Bitzer, S., Park, H., Blankenburg, F., & Kiebel, S. J. (2014). Perceptual decision making: Drift-diffusion model is equivalent to a Bayesian model. Frontiers in Human Neuroscience, 8: 102. doi:10.3389/fnhum.2014.00102.


Cite as: https://hdl.handle.net/11858/00-001M-0000-0015-825F-5
Abstract
Behavioral data obtained with perceptual decision making experiments are typically analyzed with the drift-diffusion model. This parsimonious model accumulates noisy pieces of evidence toward a decision bound to explain the accuracy and reaction times of subjects. Recently, Bayesian models have been proposed to explain how the brain extracts information from noisy input as typically presented in perceptual decision making tasks.
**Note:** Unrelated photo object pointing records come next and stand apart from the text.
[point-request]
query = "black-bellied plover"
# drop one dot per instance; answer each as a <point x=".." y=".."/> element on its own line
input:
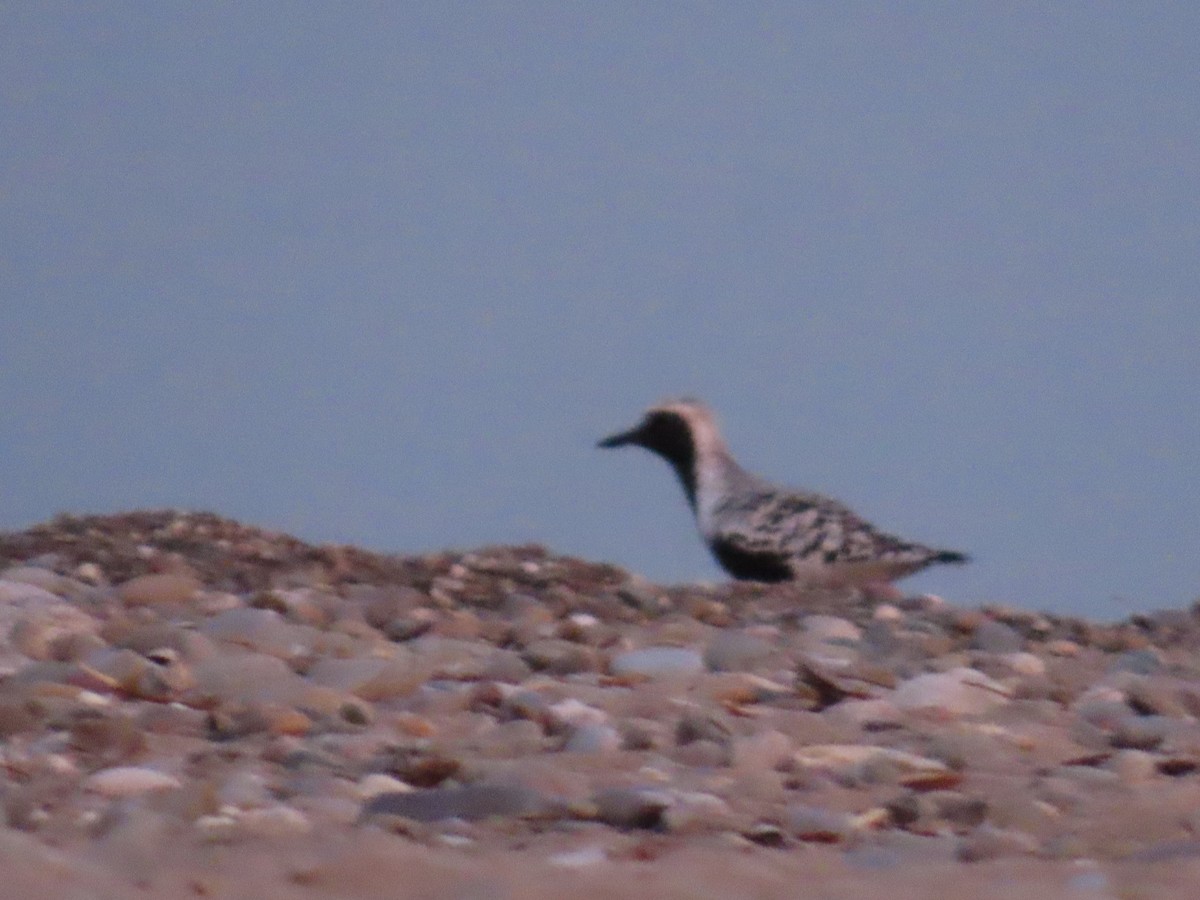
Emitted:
<point x="761" y="532"/>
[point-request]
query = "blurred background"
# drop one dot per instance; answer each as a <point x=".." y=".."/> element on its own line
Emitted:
<point x="383" y="273"/>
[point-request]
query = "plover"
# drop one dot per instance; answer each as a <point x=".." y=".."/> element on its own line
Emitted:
<point x="761" y="532"/>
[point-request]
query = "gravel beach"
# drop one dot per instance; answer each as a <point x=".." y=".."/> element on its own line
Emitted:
<point x="198" y="708"/>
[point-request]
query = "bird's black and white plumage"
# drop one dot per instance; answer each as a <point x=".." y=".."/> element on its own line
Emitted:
<point x="761" y="532"/>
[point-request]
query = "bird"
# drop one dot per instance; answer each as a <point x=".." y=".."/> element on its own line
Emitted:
<point x="757" y="531"/>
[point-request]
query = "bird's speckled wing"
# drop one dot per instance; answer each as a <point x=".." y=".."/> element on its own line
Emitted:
<point x="805" y="527"/>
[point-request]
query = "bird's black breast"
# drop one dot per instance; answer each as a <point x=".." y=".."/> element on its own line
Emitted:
<point x="750" y="564"/>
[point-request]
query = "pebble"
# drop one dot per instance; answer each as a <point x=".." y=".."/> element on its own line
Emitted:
<point x="994" y="636"/>
<point x="472" y="803"/>
<point x="241" y="688"/>
<point x="631" y="807"/>
<point x="129" y="781"/>
<point x="960" y="691"/>
<point x="657" y="661"/>
<point x="736" y="651"/>
<point x="162" y="588"/>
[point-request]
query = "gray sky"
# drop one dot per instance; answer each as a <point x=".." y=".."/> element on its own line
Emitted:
<point x="383" y="273"/>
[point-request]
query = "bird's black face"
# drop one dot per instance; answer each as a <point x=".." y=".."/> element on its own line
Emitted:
<point x="667" y="435"/>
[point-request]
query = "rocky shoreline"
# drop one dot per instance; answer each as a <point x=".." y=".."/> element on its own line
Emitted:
<point x="193" y="707"/>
It has long been known that the drift-diffusion model is tightly linked with such functional Bayesian models but the precise relationship of the two mechanisms was never made explicit. Using a Bayesian model, we derived the equations which relate parameter values between these models. In practice we show that this equivalence is useful when fitting multi-subject data. We further show that the Bayesian model suggests different decision variables which all predict equal responses and discuss how these may be discriminated based on neural correlates of accumulated evidence. In addition, we discuss extensions to the Bayesian model which would be difficult to derive for the drift-diffusion model. We suggest that these and other extensions may be highly useful for deriving new experiments which test novel hypotheses.